Encode HTML Characters in C

Question

I am reading data over a socket and parsing it with LibXML.

The problem that I am currently having is that sometimes there is a web link in the data which breaks the parser.

http://example.com/?key=value&key2=value

Is there any way to convert that to html characters?

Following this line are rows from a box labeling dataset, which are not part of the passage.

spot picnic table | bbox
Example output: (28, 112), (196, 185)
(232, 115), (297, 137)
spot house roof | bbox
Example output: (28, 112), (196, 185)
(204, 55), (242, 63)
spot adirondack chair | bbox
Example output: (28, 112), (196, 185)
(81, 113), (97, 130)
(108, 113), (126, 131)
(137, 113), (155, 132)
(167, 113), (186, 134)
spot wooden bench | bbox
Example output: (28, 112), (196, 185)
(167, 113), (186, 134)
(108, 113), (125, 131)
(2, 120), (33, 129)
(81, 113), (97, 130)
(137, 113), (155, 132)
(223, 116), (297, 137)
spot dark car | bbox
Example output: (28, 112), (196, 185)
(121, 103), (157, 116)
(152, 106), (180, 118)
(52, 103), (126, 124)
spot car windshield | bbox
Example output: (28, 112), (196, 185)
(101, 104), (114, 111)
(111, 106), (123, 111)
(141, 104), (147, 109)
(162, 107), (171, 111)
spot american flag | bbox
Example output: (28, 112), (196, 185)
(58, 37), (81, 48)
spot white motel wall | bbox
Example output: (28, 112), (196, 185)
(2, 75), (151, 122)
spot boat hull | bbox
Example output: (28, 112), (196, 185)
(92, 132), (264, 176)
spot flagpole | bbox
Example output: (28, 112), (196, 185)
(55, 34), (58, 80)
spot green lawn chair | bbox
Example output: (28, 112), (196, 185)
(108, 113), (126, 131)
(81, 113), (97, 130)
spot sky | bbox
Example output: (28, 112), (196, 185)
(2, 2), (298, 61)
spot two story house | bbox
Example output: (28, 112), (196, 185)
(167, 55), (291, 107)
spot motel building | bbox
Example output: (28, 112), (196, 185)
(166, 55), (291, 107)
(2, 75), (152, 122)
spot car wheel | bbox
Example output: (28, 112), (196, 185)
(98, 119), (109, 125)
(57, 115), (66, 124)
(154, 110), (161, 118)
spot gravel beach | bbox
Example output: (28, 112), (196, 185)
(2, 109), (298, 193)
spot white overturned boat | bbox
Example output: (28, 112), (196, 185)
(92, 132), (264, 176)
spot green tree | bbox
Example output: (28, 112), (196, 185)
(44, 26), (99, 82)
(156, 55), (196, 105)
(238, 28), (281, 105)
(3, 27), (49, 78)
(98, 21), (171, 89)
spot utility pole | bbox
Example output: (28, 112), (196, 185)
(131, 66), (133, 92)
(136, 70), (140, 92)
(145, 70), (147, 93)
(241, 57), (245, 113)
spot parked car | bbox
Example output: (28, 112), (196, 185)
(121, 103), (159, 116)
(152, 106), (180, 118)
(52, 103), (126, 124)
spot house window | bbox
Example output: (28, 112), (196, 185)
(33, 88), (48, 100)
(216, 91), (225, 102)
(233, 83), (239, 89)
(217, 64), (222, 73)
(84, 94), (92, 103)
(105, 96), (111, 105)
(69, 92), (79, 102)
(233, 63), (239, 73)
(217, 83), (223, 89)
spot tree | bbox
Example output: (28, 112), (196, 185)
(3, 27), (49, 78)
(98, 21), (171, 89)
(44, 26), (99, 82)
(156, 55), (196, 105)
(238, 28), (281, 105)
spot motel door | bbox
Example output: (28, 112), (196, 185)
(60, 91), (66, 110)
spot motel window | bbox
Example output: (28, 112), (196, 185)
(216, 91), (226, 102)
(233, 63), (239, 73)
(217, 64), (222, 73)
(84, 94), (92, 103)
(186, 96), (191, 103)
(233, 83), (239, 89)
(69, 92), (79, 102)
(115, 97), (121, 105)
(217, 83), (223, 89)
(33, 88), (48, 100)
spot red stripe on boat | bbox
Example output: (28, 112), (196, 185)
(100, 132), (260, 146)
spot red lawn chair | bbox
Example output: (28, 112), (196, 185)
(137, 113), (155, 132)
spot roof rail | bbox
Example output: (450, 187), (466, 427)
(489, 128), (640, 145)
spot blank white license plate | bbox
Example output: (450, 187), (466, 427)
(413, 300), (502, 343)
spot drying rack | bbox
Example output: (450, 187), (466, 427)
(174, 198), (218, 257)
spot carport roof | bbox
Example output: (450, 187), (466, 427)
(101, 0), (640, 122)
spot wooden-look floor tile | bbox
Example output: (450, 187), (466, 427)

Something like the above to

http://example.com/?key=value&key2=value

Example of socket data:

<node link="http://example.com/?key=value&key2=value" />

EDIT: Found a solution that works for my problem here

Am I blind or aren't there any differences between the two examples? — bolov, Nov 14 '15 at 20:43
the markup translates the html codes. Made them into code blocks — bolov, Nov 14 '15 at 20:44
it is relatively easy to cook yourself a function. Basically what you need is a search and replace. — bolov, Nov 14 '15 at 21:01
html characters starts with an '&' and ends with ';' you either have to parse the string, or iterate all html charaters table and do find replace. here is [the html table](http://www.ascii.cl/htmlcodes.htm). pay intention some characters may be in unicode — milevyo, Nov 14 '15 at 21:05
@milevyo: You know that. I know that. OP probably knows that. The problem is his source failed to encode URLs correctly. — Joshua, Nov 14 '15 at 21:32

score 1 · Answer 1 · answered Nov 14 '15 at 21:12

You are going to have to do a pre-filter here. Contrary to other indications, search and replace just won't cut it. Consider your search side is &, which matches too much.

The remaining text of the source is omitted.